India gained independence from the British in 1947 and became a Republic three years later. Hundreds of princely states and many colonial enclaves integrated with the country to secure their future politically, militarily and economically. However, many separatist movements have marked India’s post-independence period. In view of the recent diplomatic fallout between India and Canada over the killing of a separatist leader belonging to the pro-Khalistan movement that aims to achieve an independent state, we here look at several such secessionist movements that the country has been witness to.
Jammu and Kashmir
The rise of militancy and terrorism in Jammu and Kashmir dates back to the rule of Maharaja Hari Singh. The princely state, with a majority population of Muslims, had the option to choose between the new Dominions of India and Pakistan or to remain independent. It opted for the latter. However, after India and Pakistan gained independence, the latter's troops invaded J&K, forcing Hari Singh to call the Indian government for help. An ‘Instrument of Accession’ was eventually signed between the two, on 26th October 1947, in return for military aid and assistance, which was accepted by the Governor-General the next day. While the Government of India accepted the accession, it added the proviso that it would be submitted to a "reference to the people" after the state is cleared of the invaders, since "only the people, not the Maharaja, could decide where Kashmiris wanted to live." It was a provisional accession. India and Pakistan have fought three wars over the land of Kashmir, with two countries demanding the rule over it, yet no such political solutions were found.
Over the years, J&K has become one of the most politically unstable states with the Indian government often calling it a hub of terror. In 2019, the BJP-led government abrogated the special status of Jammu and Kashmir and bifurcated it into two union territories of Jammu and Kashmir, and Ladakh.

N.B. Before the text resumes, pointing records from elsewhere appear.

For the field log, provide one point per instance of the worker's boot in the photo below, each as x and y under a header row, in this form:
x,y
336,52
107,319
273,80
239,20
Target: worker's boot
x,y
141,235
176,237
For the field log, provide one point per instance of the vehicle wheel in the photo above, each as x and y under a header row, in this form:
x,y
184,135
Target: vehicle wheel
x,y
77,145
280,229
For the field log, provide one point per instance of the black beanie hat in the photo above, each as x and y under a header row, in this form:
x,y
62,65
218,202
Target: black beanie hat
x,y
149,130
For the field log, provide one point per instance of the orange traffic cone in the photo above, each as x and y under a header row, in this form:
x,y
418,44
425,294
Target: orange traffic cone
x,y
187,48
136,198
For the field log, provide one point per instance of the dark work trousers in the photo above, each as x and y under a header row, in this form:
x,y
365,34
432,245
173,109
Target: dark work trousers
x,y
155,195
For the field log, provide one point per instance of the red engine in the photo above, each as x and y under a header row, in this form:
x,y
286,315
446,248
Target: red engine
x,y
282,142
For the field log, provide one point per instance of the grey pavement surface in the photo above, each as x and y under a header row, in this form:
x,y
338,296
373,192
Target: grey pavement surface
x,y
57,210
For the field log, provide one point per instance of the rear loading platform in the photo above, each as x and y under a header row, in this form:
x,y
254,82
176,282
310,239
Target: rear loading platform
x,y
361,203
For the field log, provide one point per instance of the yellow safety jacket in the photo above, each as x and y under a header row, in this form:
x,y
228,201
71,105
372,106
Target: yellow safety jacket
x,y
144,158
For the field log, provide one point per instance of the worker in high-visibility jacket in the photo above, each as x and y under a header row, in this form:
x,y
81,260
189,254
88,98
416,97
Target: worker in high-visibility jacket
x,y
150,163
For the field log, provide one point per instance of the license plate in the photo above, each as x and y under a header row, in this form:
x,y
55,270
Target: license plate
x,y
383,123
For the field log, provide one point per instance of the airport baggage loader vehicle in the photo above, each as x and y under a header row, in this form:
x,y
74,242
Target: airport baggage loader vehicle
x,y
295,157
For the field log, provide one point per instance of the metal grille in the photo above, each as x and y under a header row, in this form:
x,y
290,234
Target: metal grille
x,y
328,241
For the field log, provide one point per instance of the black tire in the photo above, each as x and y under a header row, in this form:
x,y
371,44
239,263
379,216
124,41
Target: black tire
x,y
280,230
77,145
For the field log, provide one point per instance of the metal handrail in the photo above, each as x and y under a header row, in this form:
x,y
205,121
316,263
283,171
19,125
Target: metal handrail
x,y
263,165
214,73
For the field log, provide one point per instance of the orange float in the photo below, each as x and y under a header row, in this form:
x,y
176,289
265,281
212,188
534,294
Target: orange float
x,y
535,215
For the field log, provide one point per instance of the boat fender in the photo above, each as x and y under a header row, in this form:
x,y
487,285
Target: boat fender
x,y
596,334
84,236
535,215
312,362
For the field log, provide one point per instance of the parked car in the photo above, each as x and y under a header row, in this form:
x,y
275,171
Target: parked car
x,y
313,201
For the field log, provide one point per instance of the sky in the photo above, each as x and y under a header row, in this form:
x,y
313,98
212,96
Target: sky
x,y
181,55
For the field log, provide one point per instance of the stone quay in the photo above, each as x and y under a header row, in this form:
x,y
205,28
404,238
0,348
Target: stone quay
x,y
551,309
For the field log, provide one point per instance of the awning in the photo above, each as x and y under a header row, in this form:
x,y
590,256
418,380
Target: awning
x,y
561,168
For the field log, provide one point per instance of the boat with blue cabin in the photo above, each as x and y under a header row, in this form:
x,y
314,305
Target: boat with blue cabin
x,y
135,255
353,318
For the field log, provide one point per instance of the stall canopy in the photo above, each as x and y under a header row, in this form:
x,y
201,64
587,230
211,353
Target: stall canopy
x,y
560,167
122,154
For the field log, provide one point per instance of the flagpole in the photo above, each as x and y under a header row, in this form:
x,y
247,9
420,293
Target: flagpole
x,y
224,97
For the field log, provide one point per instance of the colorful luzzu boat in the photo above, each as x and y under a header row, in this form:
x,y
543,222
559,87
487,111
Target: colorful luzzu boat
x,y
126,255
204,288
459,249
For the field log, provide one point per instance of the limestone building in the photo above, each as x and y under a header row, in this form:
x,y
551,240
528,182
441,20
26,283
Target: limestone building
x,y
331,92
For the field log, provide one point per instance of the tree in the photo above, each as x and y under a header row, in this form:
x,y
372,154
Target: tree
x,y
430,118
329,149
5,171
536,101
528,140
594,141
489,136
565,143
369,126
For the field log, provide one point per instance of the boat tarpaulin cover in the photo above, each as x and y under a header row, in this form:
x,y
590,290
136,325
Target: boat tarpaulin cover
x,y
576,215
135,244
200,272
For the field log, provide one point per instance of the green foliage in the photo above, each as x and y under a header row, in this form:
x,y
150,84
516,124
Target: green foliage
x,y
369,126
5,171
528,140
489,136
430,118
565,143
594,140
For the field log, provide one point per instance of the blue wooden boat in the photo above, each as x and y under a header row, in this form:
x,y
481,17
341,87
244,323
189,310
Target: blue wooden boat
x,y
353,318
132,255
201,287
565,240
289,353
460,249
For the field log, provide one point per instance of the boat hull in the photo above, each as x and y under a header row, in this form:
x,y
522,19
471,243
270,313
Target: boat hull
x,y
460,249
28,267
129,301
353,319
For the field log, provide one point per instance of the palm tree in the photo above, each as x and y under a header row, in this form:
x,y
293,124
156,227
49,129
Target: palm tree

The Khalistan movement in Punjab finds its roots in the demands of a separate state of ‘Khalistan’ (Land of Khalse) comprising parts of Indian Punjab, parts of Punjab in Pakistan, and parts of Himachal Pradesh and Haryana. The first call for Khalistan was given in 1940 in the pamphlet ‘Khalistan’ when the British Empire was on the verge of collapse. The movement has continued since then, peaking in the 1980s, and receiving political and financial support from the Sikh diaspora. The issue escalated with Operation Blue Star and anti-Sikh riots of 1984. However, in the 1990s, the insurgency petered out, and the movement failed to reach its objective due to multiple reasons, including a massive police crackdown on separatists, factional infighting, and disillusionment from Punjab's Sikh population. Over the years, political leaders in Punjab have alleged that the movement gains its confidence from the support it receives from Pakistan's Inter-Services Intelligence (ISI) and Khalistani sympathisers in Canada, Italy, and the UK.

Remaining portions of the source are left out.